Watch: Rare Spreewerke VG-2 Bolt Action WW2 Rifle
Russ Chastain 06.27.16
Wow. The hammer price on this scarce last-ditch German WW2 rifle was a whopping $20,700! Although a goodly number of them were made, not many ever made it into collections in “the west.” It was an attempt to decentralize and simplify rifle production in order to arm more Germans as their enemies closed in on them.
Five different companies in Germany produced designs for the last-ditch Volkssturm bolt action rifles, and they were designated VG-1 through VG-5. The VG-2 was developed by the Spreewerke company and differed from the others in its use of a sheet metal stamped receiver (and consequently a pretty distinctive look).
In total, somewhere between 16 and 18 thousand VG-2s were manufactured, although they remain very scarce in western collections (most likely because most of them were lost or captured in areas overrun by the Red Army rather than the US or British forces). They retained a basic Mauser mechanism and used spare Luftwaffe aircraft MG barrels. Unlike some of the Volkssturm arms, the VG-2 appears to have been pretty much unchanged throughout its production run.
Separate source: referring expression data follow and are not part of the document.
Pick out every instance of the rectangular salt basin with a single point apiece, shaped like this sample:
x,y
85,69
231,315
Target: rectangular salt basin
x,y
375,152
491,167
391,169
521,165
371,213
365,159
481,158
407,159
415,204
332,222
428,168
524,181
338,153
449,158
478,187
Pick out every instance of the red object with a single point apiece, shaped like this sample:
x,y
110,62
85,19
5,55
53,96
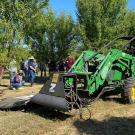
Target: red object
x,y
69,62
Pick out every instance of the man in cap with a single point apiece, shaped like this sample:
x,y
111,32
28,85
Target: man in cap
x,y
32,69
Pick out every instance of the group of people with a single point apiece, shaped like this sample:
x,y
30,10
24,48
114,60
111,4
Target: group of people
x,y
27,69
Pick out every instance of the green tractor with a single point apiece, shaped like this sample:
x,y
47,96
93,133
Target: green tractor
x,y
92,74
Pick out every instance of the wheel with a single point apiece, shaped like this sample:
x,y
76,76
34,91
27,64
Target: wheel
x,y
129,90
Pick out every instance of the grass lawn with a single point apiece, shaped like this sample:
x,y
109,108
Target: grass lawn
x,y
108,118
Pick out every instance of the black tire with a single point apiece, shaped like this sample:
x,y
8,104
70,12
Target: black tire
x,y
129,90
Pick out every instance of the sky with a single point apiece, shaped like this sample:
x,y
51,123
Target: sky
x,y
69,6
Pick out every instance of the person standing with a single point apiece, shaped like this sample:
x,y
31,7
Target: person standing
x,y
12,70
32,69
18,80
26,70
69,61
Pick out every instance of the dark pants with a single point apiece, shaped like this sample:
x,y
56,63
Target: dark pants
x,y
26,75
32,76
18,85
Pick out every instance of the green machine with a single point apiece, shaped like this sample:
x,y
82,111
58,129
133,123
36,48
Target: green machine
x,y
92,74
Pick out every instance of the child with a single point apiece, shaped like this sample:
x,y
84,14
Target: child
x,y
18,80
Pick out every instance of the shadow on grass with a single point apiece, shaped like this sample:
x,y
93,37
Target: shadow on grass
x,y
111,126
116,99
46,112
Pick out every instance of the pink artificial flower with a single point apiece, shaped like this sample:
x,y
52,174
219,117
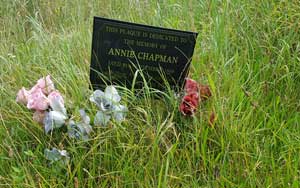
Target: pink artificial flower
x,y
45,84
38,116
205,92
22,96
189,104
37,100
191,86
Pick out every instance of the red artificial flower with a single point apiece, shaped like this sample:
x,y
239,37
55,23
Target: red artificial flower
x,y
191,86
189,104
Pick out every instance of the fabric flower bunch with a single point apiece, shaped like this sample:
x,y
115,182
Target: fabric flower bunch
x,y
47,103
193,94
49,109
109,107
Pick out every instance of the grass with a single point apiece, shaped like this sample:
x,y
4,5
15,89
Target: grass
x,y
247,51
Designed with a stamped sheet metal receiver and utilizing rifle barrels originally made for aircraft, the VG-2 was actually a pretty good popper, at least for a quickly-built bolt action rifle. The detachable box magazine holds ten rounds, which is an improvement over the standard Mauser, which was both more expensive and more difficult to manufacture.
The safety is super-simple; it pivots from side to side and will either block the trigger’s rearward travel or not.
Attractive? Nope. But it’s interesting in a historical sense and because of the way it’s made.